十八世紀、スウェーデン国王はコーヒーの飲用を禁じた。役人達はコーヒーハウスを「不満分子たちが氾濫の計画を練る政権転覆のアジト」だと確信した。(…)自由な集会は、最も自発的かつ日常的なレベルで起こるものとして(…)独裁政権が忌み嫌うものである。サードプレイスは、全体主義社会で実行されるたぐいの政治支配に抗うだけでなく、民主主義の政治プロセスにとって必要不可欠でもある。 p.133

第八章 フランスのカフェ

アメリカ人は昔から西欧文明の一対の目標とされている「進歩」と「個人の完成」が、モノやサービスの消費をとおして達成されるものと信じている。わたしたちの多くは、自分個人としては、やはりそのような信念を抱いていることを否定するだろうが、ほとんどの人が、あたかもそれを信じているかのように行動する。わたしたちは消費するために働き、成功や力強さ、性的魅力、あるいはたんなる充足を感じるために、必要以上に消費する。わたしたちの文化は、わたしたちがこのように感じ、行動することを求めているのだ。

第十章 古典的なコーヒーハウス

政治、社交、文化生活の中心として二百年ちかく栄華を誇ったあと、イギリスのコーヒーハウスは表舞台から消え去った。十九世紀なかばには、もはやイギリス人の生活に何の影響もおよぼさなくなっていた。その消滅の原因としてよくあげられるのは、郵便の戸別配達や日刊新聞の誕生、イギリスの新興の第四階級を占有したがる欲深いコーヒーハウス経営者の出現など、状況が変わったということである。しかしながら、コーヒーハウスは基本的に人づきあいの一つのかたちであり、好ましいものであって、そのような交友の必要性が消え去ったとはとうてい思えない。 p.312

第十一章 厳しい環境

都市計画と建築業にかんする知識人、つまり著述家なら、もっと広くてすぐれた視野をもっていると思うかもしれない。だがこのあたりに期待できることはほとんど見あたらない。わたしはこの主題に関連する大量の本や手引書に目をとおしたが、ラウンジ、居酒屋、バー、酒場への言及はひとつも見つからなかった。ドーナツ屋、喫茶店、ビリヤード場、ビンゴホール、クラブ、友愛組合や秘密結社の集会場、青少年の娯楽センターについても同じことが言えるだろう。これらの場所は、明らかに、都市計画家の思考のどこにも属していないのだ。 p.332

アメリカ文化は「ぼうっとすること」に時間を使うのをーそうする場所が制度的に排除されつつあるときでさえー軽蔑する。人びとが、浜辺に寝そべることを「肌で焼く」という言葉で正当化し、公園でぶらぶら過ごすことを「人間観察」と称して正当化せずにはいられない世界では不思議でも何でもないのだが、わたしたちアメリカ人は(…)、それらに何らかの高萬な目的をしみ込ませることが必要だと思っている。

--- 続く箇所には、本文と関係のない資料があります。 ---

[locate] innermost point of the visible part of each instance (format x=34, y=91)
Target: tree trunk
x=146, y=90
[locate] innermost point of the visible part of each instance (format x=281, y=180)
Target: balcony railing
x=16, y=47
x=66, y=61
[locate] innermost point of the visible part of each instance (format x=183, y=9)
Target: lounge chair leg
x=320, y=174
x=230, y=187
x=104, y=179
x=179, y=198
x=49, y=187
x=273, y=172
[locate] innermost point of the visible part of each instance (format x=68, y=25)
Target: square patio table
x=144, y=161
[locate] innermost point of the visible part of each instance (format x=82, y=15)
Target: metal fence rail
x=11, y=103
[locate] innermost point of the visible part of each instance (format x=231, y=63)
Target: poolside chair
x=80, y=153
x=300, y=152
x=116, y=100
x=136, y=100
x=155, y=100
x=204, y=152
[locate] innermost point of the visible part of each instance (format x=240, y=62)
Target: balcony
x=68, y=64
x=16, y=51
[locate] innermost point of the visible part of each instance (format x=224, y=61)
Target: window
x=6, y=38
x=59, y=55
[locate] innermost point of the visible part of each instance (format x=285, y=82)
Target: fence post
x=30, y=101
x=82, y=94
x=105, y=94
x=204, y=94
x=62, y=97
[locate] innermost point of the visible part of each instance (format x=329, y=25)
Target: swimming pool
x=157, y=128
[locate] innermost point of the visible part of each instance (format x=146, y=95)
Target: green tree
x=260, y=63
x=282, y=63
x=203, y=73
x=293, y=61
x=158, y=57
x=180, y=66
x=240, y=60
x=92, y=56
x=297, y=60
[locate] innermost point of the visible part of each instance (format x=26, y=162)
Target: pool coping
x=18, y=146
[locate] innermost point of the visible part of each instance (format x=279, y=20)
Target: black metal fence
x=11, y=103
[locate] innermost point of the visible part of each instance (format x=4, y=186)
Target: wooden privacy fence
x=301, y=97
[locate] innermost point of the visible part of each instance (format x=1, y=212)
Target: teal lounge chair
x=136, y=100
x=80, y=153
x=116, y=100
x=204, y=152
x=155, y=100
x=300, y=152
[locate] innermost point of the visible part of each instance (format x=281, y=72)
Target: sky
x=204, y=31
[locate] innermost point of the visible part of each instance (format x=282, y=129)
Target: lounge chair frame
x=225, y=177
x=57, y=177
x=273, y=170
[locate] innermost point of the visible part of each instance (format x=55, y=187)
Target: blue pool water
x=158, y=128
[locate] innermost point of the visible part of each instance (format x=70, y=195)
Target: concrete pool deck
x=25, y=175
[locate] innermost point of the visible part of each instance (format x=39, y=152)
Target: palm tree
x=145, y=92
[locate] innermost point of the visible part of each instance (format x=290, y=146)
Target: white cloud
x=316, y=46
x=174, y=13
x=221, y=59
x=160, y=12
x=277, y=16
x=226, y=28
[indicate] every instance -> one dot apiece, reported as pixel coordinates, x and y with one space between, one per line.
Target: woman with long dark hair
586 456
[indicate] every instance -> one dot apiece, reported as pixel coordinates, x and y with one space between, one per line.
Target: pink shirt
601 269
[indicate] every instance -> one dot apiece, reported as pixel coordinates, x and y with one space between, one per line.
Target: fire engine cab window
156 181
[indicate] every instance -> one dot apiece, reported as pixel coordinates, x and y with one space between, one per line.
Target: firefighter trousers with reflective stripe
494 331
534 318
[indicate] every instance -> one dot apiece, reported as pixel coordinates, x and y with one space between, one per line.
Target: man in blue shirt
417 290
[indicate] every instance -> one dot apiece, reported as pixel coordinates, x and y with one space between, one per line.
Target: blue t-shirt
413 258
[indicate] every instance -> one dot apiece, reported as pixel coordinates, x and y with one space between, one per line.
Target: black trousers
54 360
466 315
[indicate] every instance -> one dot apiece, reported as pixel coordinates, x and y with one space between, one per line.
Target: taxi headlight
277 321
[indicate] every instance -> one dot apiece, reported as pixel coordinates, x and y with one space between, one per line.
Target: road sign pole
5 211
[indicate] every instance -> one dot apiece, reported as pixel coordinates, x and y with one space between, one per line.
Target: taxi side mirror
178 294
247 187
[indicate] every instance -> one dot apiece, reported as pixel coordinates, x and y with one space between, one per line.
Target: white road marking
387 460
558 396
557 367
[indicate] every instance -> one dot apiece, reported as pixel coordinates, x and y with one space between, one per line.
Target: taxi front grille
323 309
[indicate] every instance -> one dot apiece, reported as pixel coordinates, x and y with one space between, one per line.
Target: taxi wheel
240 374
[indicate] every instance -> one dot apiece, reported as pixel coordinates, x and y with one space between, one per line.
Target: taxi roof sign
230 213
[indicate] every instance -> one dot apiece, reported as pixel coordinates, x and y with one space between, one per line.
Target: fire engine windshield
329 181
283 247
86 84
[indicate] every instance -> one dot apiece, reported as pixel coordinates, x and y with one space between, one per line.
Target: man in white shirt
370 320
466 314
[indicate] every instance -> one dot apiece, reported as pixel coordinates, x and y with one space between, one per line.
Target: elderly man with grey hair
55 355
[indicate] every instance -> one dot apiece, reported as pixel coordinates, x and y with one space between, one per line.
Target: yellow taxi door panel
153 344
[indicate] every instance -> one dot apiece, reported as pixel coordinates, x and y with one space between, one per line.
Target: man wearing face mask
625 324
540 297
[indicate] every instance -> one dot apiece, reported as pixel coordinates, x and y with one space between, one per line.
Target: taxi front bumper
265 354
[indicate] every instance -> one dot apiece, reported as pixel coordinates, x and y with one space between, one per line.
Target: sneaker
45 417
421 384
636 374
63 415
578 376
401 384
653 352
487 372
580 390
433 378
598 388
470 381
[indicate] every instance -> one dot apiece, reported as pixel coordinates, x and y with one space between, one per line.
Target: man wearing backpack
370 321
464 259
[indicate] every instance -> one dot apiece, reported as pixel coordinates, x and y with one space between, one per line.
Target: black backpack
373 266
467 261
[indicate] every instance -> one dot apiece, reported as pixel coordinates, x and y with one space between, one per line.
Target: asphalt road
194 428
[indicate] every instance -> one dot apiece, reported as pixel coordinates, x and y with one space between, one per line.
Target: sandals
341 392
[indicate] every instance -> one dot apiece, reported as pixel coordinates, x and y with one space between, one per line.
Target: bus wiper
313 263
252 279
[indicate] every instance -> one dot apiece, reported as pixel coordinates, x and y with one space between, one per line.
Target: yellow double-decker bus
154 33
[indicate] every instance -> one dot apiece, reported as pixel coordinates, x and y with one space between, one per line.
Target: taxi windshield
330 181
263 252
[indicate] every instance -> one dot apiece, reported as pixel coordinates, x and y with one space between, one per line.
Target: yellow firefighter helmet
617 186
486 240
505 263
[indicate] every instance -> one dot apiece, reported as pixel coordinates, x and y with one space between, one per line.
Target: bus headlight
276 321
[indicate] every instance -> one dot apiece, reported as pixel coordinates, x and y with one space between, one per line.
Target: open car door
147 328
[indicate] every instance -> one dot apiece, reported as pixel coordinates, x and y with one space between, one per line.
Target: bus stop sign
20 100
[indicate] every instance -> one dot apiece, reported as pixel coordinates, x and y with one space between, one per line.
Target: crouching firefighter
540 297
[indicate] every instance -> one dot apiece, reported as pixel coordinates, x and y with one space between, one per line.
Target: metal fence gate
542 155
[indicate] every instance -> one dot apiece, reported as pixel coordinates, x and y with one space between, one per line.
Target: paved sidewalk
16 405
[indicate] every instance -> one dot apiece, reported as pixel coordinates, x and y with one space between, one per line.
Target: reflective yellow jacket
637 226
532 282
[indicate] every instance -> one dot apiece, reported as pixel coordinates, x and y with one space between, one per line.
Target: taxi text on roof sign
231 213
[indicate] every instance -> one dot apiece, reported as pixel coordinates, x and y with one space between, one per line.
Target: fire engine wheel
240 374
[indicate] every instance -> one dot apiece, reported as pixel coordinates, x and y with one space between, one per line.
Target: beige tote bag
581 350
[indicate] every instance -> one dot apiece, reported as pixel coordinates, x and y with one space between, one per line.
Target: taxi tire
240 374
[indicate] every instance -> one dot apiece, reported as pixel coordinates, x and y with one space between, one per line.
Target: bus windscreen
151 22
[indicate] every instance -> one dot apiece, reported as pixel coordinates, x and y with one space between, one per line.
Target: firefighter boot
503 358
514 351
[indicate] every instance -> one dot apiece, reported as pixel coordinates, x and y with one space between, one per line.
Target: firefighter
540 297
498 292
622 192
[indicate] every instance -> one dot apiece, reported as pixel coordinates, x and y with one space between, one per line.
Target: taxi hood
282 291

しかしコミュニティに不可欠な、社交や「目的のない」触れ合いを広く追求することが、現実にはますます脅かされている。 p.347

第十二章 男女とサードプレイス

ほとんどのサードプレイスは男女別になっている。異性を立ち入り禁止にしている場所もあれば、男女の分離が「程度の問題」の場所もある。たいていの場合、これらの楽しくて活気に満ちたくつろぎの施設は、男女のあいだに垣根を立て、旧来のやりかたを踏襲し、社交生活を男の世界と女の世界に分けている。 p.393

第十三章 若者を締め出すということ

(サードプレイス的なコミュニティとは対照的に)「個人コミュニティ」「解放されたコミュニティ」あるいは「ネットワーク」など、さまざまな呼び名で知られているコミュニティがある。それは場所という観点から定義されるのではなく、一個人のつながりの蓄積によって定義される。(…)わたしたちはそれぞれ「個人コミュニティ」をもっている。(…)彼らの興味と人間関係は、地元の隣近の人びとを超えている。「ネットワーカー」は地元の噂話や偏見から「解放され」、ただ地理的に近いことよりもっと合理的かつ個人的な根拠で「自由」に友だちを選ぶ。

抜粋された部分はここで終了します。